Miriam Matthews, often referred to as the Dean of Los Angeles Black History, became the first African-American librarian in California. Matthews was hired as a librarian by the Los Angeles Public Library in 1927.
Matthews was born in Pensacola, Florida in 1905, the second of three children born to Fannie Elijah and Reuben Hearde Matthews. At the age of two years old, her family moved to Los Angeles.
Matthews graduated high school in 1922, and spent two years at the University of California, Southern Branch (Los Angeles). She later transferred to Berkeley, where she earned her bachelor’s degree in 1926 and a certificate in librarianship in 1927.
After completing her education, Matthews returned to Los Angeles. She found employment as a librarian in the Los Angeles Public Library. Although initially, she was misinformed about the date of the required Civil Service examination, she learned the correct date and passed the test. She was hired, first as a substitute librarian and three months later as a full-time librarian at LAPL’s Robert Louis Stevenson Branch Library. While working at the Helen Hunt Jackson branch, Matthews discovered “a small collection of books on the Negro” and began building that into a substantial research collection documenting the contributions made by African Americans to California’s history and culture.
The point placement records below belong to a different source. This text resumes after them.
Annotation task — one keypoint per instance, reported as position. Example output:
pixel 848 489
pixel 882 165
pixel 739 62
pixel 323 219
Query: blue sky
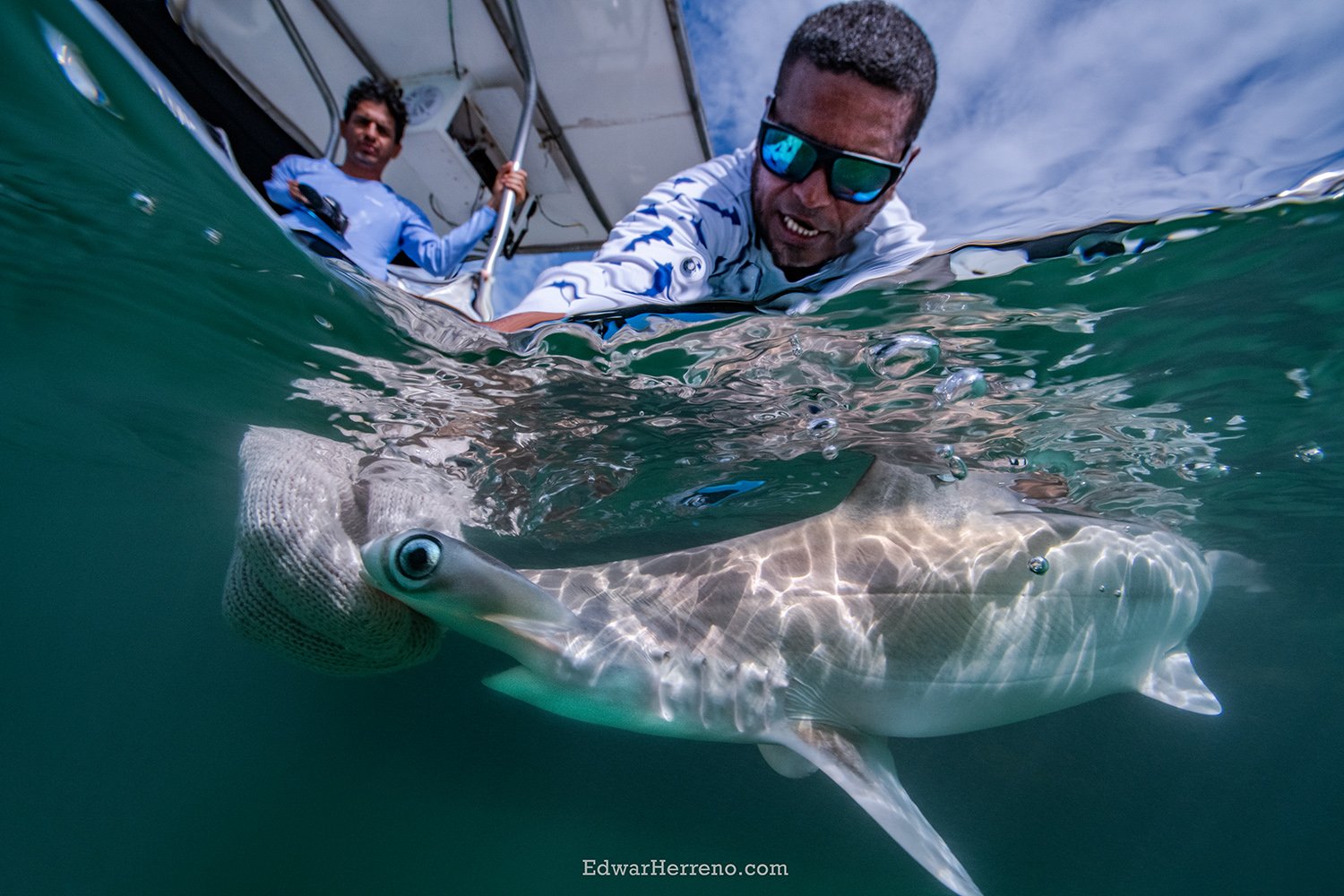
pixel 1054 115
pixel 1061 113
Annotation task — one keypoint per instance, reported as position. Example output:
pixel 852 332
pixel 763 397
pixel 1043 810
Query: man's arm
pixel 663 253
pixel 282 185
pixel 441 255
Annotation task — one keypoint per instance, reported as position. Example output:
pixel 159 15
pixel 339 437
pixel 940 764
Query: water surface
pixel 151 314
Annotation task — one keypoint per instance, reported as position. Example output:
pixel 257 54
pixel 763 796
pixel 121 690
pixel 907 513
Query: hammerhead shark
pixel 916 607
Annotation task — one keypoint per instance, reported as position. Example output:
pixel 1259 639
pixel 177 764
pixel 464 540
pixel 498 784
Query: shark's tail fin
pixel 862 766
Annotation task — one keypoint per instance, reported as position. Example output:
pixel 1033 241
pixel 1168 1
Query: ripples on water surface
pixel 150 314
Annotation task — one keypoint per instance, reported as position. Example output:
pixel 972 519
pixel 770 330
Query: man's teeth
pixel 795 228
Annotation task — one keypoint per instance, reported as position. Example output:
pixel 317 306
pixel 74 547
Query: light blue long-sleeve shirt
pixel 381 222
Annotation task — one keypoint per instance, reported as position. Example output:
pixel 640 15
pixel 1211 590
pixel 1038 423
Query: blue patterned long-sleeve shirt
pixel 694 239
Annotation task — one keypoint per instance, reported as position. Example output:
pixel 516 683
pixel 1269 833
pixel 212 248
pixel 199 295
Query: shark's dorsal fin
pixel 862 766
pixel 1175 683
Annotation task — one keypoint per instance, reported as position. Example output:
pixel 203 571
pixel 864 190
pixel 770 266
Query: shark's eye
pixel 417 557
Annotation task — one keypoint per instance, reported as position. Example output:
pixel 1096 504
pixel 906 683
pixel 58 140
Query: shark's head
pixel 457 586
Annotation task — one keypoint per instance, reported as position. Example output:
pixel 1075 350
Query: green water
pixel 148 750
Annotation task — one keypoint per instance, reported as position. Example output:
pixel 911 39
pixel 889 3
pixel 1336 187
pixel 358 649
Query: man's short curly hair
pixel 875 40
pixel 384 91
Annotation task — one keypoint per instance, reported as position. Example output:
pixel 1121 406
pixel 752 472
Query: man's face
pixel 370 140
pixel 803 225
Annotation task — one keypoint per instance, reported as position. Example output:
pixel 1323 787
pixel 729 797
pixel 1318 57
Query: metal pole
pixel 484 280
pixel 314 73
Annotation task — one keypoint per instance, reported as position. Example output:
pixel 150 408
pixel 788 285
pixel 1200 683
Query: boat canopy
pixel 617 107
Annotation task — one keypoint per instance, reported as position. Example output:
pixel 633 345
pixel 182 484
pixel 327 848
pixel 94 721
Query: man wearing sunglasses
pixel 806 212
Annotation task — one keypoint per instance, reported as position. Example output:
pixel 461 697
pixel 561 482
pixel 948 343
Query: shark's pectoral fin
pixel 593 707
pixel 1175 683
pixel 787 762
pixel 862 766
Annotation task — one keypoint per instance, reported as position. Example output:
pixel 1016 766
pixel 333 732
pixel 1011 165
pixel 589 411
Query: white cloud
pixel 1056 113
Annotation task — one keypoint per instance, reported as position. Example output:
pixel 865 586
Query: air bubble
pixel 1309 452
pixel 903 357
pixel 74 67
pixel 823 427
pixel 965 383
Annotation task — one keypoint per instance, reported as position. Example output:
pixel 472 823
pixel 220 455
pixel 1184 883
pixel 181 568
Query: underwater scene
pixel 1182 373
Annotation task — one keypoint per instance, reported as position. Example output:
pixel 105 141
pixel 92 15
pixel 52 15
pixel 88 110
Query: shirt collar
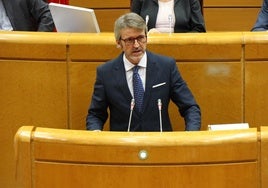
pixel 129 65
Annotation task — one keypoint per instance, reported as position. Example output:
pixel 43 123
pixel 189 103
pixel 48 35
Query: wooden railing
pixel 48 157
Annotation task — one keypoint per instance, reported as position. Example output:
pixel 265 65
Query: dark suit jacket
pixel 188 14
pixel 29 15
pixel 111 91
pixel 262 20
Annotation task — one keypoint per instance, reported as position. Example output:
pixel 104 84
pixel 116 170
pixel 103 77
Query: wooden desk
pixel 46 79
pixel 48 157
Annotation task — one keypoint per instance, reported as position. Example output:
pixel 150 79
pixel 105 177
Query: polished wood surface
pixel 47 79
pixel 73 158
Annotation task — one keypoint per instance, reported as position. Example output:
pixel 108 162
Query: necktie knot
pixel 137 88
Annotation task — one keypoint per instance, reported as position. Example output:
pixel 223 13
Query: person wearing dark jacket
pixel 25 15
pixel 139 82
pixel 165 16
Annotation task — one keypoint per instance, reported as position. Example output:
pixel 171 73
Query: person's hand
pixel 153 30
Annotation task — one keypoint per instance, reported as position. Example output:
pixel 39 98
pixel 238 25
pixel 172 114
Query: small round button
pixel 143 155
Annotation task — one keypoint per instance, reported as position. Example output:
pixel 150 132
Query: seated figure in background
pixel 262 20
pixel 25 15
pixel 168 16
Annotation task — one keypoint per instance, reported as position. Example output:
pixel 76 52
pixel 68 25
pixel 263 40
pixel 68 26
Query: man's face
pixel 133 42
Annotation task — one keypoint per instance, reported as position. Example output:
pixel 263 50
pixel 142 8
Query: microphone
pixel 170 22
pixel 159 103
pixel 132 104
pixel 146 19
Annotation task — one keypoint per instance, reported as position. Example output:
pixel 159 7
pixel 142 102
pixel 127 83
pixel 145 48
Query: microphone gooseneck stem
pixel 132 104
pixel 159 103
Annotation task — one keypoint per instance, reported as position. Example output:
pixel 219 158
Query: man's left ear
pixel 118 45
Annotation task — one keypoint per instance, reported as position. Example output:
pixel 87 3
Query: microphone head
pixel 159 103
pixel 132 104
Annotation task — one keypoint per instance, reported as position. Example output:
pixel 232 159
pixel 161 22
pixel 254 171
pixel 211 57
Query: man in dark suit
pixel 262 20
pixel 161 81
pixel 25 15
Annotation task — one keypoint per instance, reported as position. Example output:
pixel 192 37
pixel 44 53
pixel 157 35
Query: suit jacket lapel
pixel 119 74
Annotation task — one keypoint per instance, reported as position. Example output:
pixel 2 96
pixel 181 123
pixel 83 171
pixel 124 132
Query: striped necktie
pixel 137 88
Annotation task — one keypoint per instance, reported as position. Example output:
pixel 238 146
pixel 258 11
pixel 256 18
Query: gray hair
pixel 129 20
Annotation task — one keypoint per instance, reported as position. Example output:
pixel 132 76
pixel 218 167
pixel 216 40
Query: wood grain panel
pixel 107 17
pixel 101 4
pixel 256 92
pixel 73 158
pixel 218 89
pixel 232 3
pixel 230 19
pixel 205 176
pixel 264 156
pixel 33 45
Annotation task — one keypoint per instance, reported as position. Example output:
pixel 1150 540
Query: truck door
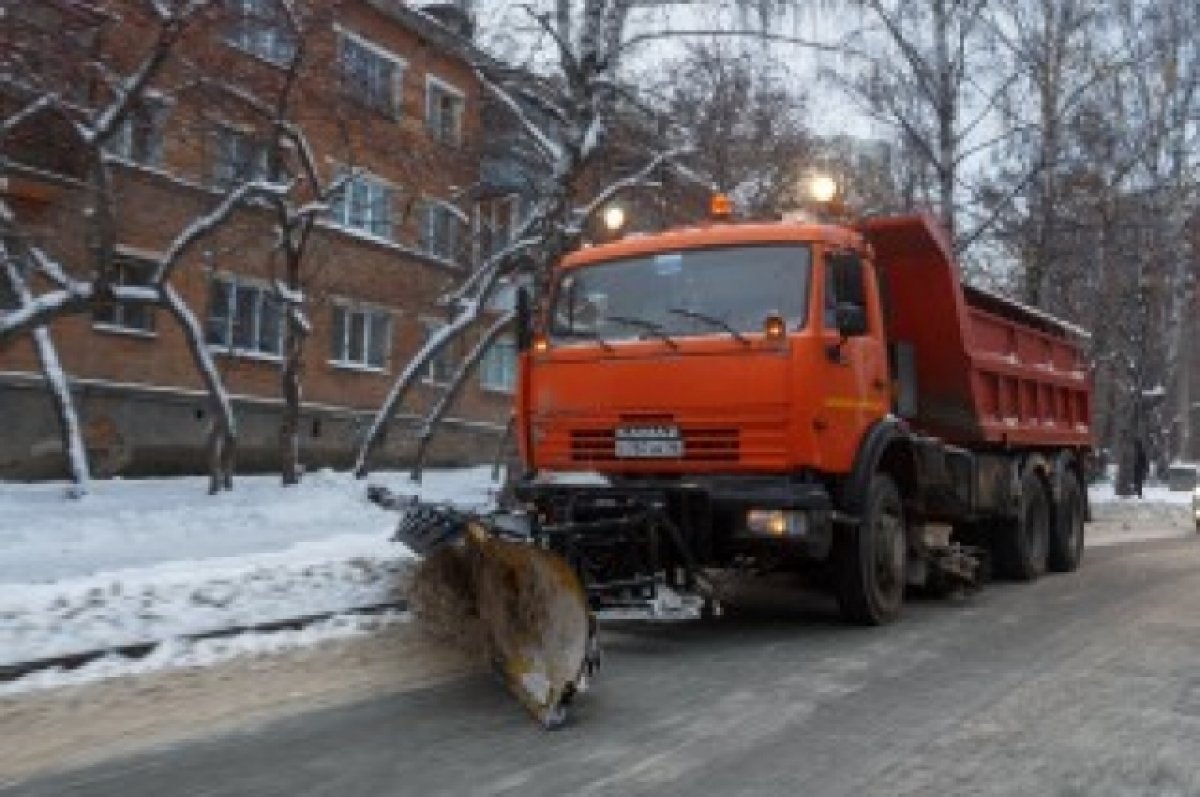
pixel 855 384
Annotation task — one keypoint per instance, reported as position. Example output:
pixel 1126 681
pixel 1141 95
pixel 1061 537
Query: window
pixel 498 369
pixel 141 136
pixel 442 231
pixel 364 203
pixel 685 293
pixel 360 337
pixel 129 316
pixel 259 28
pixel 372 75
pixel 498 220
pixel 245 317
pixel 844 285
pixel 442 366
pixel 443 111
pixel 238 157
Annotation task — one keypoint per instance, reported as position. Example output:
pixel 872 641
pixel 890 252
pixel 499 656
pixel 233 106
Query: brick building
pixel 402 97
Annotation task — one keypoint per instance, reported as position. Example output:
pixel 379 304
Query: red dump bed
pixel 989 370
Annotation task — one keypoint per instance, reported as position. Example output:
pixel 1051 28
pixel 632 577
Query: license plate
pixel 649 443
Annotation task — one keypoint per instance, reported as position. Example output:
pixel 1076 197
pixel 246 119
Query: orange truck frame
pixel 816 397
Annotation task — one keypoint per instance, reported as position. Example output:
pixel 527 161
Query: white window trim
pixel 351 305
pixel 463 229
pixel 432 81
pixel 358 231
pixel 378 49
pixel 239 280
pixel 151 261
pixel 231 41
pixel 401 64
pixel 491 387
pixel 117 329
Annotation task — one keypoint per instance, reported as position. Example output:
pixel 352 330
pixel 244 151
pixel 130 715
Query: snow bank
pixel 136 523
pixel 175 654
pixel 156 559
pixel 1105 493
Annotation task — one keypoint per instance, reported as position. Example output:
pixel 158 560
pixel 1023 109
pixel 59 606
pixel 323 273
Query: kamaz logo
pixel 648 433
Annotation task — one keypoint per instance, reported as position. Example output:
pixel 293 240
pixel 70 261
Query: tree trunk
pixel 289 423
pixel 65 409
pixel 222 437
pixel 451 393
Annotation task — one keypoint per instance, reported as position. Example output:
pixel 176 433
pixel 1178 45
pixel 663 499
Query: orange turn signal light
pixel 774 328
pixel 721 207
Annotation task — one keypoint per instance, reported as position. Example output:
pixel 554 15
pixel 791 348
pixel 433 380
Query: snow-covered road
pixel 157 559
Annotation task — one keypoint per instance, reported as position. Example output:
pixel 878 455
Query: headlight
pixel 777 522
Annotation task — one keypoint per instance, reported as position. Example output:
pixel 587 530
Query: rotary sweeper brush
pixel 491 589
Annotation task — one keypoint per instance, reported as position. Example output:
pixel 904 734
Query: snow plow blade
pixel 495 592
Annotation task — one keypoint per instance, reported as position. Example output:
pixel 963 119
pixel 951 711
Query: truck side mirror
pixel 851 319
pixel 523 319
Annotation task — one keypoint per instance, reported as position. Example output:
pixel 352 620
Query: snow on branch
pixel 637 180
pixel 552 150
pixel 204 225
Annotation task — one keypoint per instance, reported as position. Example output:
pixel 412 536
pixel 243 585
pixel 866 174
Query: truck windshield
pixel 726 291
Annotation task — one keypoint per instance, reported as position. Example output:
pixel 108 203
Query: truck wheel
pixel 1067 535
pixel 1023 545
pixel 871 558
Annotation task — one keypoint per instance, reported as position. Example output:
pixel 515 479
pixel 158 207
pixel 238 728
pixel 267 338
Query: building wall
pixel 141 395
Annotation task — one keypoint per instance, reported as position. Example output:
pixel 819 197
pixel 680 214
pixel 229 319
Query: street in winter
pixel 1078 684
pixel 599 397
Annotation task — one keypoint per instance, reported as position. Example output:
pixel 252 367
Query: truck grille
pixel 699 444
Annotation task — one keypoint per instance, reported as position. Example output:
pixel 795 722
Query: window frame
pixel 245 33
pixel 234 285
pixel 117 324
pixel 226 133
pixel 342 203
pixel 433 83
pixel 508 384
pixel 367 313
pixel 153 112
pixel 400 65
pixel 429 239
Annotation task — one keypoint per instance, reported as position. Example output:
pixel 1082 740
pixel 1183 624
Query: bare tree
pixel 930 70
pixel 744 123
pixel 40 95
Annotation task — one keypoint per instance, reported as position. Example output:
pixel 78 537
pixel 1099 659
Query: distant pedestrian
pixel 1140 466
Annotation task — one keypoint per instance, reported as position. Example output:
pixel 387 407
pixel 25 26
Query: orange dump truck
pixel 816 397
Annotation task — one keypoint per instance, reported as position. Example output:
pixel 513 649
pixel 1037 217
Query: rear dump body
pixel 987 371
pixel 895 393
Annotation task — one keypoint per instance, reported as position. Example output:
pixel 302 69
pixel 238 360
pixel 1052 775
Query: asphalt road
pixel 1079 684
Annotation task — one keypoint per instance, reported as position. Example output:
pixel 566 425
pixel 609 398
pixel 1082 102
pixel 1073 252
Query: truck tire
pixel 871 558
pixel 1021 546
pixel 1067 534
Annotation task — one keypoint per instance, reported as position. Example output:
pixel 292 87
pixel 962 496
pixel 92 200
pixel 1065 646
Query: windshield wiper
pixel 712 319
pixel 648 325
pixel 592 335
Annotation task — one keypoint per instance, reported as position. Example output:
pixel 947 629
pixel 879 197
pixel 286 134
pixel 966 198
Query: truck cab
pixel 798 395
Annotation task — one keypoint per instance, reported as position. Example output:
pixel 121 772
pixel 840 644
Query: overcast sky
pixel 505 27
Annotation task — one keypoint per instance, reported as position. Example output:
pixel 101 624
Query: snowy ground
pixel 155 559
pixel 1161 514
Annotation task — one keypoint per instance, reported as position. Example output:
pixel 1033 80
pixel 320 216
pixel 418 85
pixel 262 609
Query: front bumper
pixel 711 513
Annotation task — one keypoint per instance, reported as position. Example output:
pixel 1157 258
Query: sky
pixel 507 28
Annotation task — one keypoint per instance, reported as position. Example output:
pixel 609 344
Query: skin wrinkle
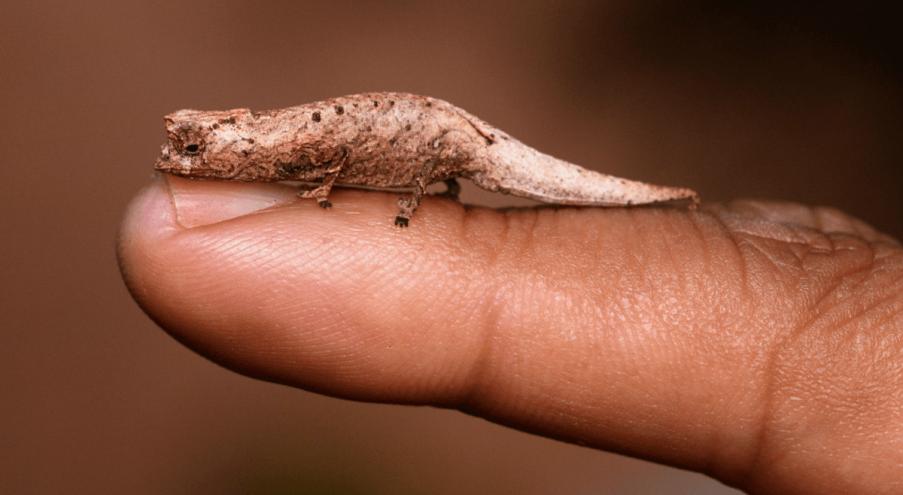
pixel 787 341
pixel 491 380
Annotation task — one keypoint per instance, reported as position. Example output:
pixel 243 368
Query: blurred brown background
pixel 734 100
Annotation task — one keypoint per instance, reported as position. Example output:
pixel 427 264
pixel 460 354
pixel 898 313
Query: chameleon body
pixel 384 140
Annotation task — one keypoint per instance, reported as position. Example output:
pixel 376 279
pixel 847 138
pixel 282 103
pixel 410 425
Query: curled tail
pixel 522 171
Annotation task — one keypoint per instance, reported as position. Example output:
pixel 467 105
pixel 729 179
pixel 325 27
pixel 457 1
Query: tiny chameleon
pixel 384 141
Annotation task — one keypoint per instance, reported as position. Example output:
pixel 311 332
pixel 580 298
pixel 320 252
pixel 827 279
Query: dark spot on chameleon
pixel 289 169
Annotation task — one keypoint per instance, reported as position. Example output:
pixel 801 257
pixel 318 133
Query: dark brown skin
pixel 760 343
pixel 384 140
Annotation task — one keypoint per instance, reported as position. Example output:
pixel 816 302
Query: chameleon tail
pixel 522 171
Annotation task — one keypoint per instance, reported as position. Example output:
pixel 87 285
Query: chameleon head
pixel 204 144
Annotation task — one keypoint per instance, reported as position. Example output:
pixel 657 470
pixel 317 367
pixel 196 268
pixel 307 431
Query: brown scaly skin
pixel 384 140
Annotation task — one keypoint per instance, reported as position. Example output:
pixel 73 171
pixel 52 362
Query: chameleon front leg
pixel 452 189
pixel 321 192
pixel 410 203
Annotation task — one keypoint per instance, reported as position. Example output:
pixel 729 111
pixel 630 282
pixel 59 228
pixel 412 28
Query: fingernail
pixel 203 202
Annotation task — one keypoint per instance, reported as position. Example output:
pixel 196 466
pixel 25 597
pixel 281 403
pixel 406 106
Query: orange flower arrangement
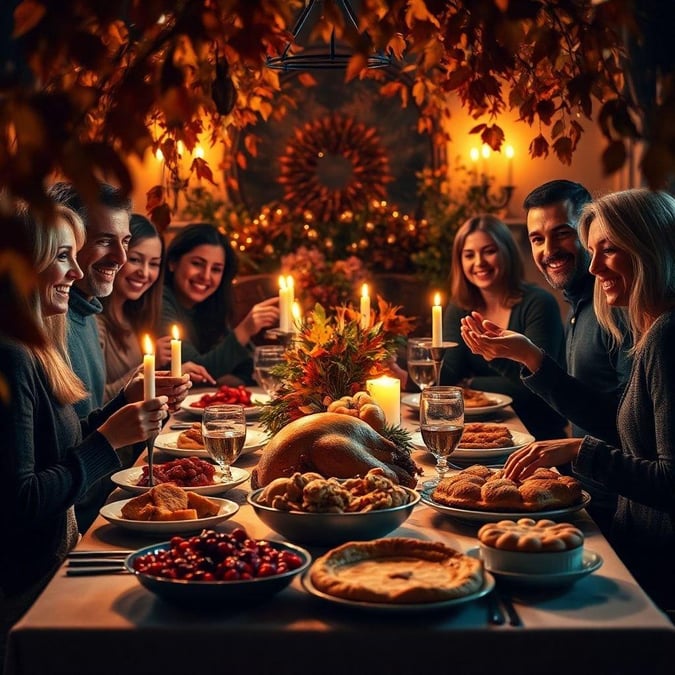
pixel 333 356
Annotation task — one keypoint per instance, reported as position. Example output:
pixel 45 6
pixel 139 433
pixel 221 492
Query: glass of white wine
pixel 265 358
pixel 442 424
pixel 224 432
pixel 421 367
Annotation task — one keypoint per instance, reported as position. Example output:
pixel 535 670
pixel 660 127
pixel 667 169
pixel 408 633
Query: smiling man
pixel 101 257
Years later, Matthews took a leave of absence to earn a master’s degree in library science from the University of Chicago Graduate Library School in 1945. After she returned to Los Angeles, she was promoted to regional librarian, supervising a dozen branch libraries. After more than three decades of employment, she retired from LAPL in 1960.
She was named to the California Heritage Preservation Commission, and in 1979 she played a key role in the establishment of an archive program for the city of Los Angeles. In 1996, Matthews moved to Mercer Island, Washington. She died in 2003.